One of the things that came up is that I'm interested in coming to a place of clarity and forgiveness in my relationship with my mother, in teasing out what was hers, what was mine, and what is now mine to take care of. Today during the process, I felt a real desire to love my mother in a way I haven't felt for a long, long time. I guess to love her anyway even though she was unable to take care of me the way I needed. During the session, I felt a lot of sadness about all that, but when I left, I felt angry, angry that it's me having to clean this up, angry that I'm the one doing the work. I felt 10 or 12 or 14 again and pissed off at my mother. I think that in itself is a breakthrough. I've always been afraid to be angry with my mother, afraid on a deep survival level. Maybe I'm finally coming to a place where it is safe to do that.

Sunday, May 1, 2011

Traveling spaciously

As most of you know, my intention for this year is to live spaciously. I've just come back from a 3-day trip to Minnesota for a speaking engagement and I had a chance to apply that principle to my travel. It made a world of difference.

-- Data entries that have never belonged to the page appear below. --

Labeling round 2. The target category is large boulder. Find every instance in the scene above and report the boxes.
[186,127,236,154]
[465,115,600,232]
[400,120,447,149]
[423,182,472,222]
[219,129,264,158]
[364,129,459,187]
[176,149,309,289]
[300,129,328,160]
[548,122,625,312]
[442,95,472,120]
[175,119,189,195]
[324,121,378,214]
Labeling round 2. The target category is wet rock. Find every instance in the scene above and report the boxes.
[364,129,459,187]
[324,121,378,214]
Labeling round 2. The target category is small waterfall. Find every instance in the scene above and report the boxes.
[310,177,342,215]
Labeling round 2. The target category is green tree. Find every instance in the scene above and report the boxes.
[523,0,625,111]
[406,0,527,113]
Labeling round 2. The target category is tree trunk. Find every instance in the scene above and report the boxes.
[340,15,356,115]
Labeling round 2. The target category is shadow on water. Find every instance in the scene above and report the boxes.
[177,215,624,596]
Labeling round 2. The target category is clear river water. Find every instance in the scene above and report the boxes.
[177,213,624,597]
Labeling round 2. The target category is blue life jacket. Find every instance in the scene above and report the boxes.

First, I took up my host's offer to fly in early on Thursday (the event started on Friday afternoon). I was able to get a flight at noon and made no plans for Thursday evening so that I didn't have to worry about what time the plane got in or how long it took me to drive to the destination (about 75 minutes as it turned out). I got to the hotel, checked in. I found out the restaurant next door only served until 8 (it was 7:20) so I left my suitcase in the car, washed up, and went to dinner. My pre-spacious self would have raced to unpack before going to dinner so that dinner could be leisurely. I'm so conscious of that irony.

I had a date at 10:30 the next morning, plenty of time to do my routines of journaling and meditation and shower and breakfast. I visited with friends, got a tour, then went back to the hotel and rested. After a couple of events, I needed a break so I spent time in the lovely meditation hall on campus, just reading and thinking. Then dinner and after a few minutes of the entertainment, I excused myself and drove back to the hotel so I could have time alone.

Yesterday I got up very early so I could have spacious morning time before my presentation. I had plenty of time to write, eat, get ready, drive over. No rush, no hurry. I had an hour to speak but stopped five minutes early to give the audience a bit longer break before the next speaker. I talked to people, sat in on the next program and then after lunch, went back to the hotel, took a nap, did a little work, just enjoyed myself. I also had an early night last night. And I got back to the hotel in time to see the lovely early evening light on the countryside so I put on my walking shoes and got some fresh air.

Today I got up early so I could leave in plenty of time. Turned out I needed it as I overshot the airport by about 10 miles, had to pull off, figure out the map, and retrace my steps. But I had plenty of time to turn in the rental car, get a sandwich for the plane.

What I've learned is that travel can be stressful (new situations, lots to observe and take care of), and if I do it spaciously, I can reduce that stress so like today, there was no panic when I realized I was lost. No fear I wouldn't make it in time. I had plenty of time. I like travelling that way.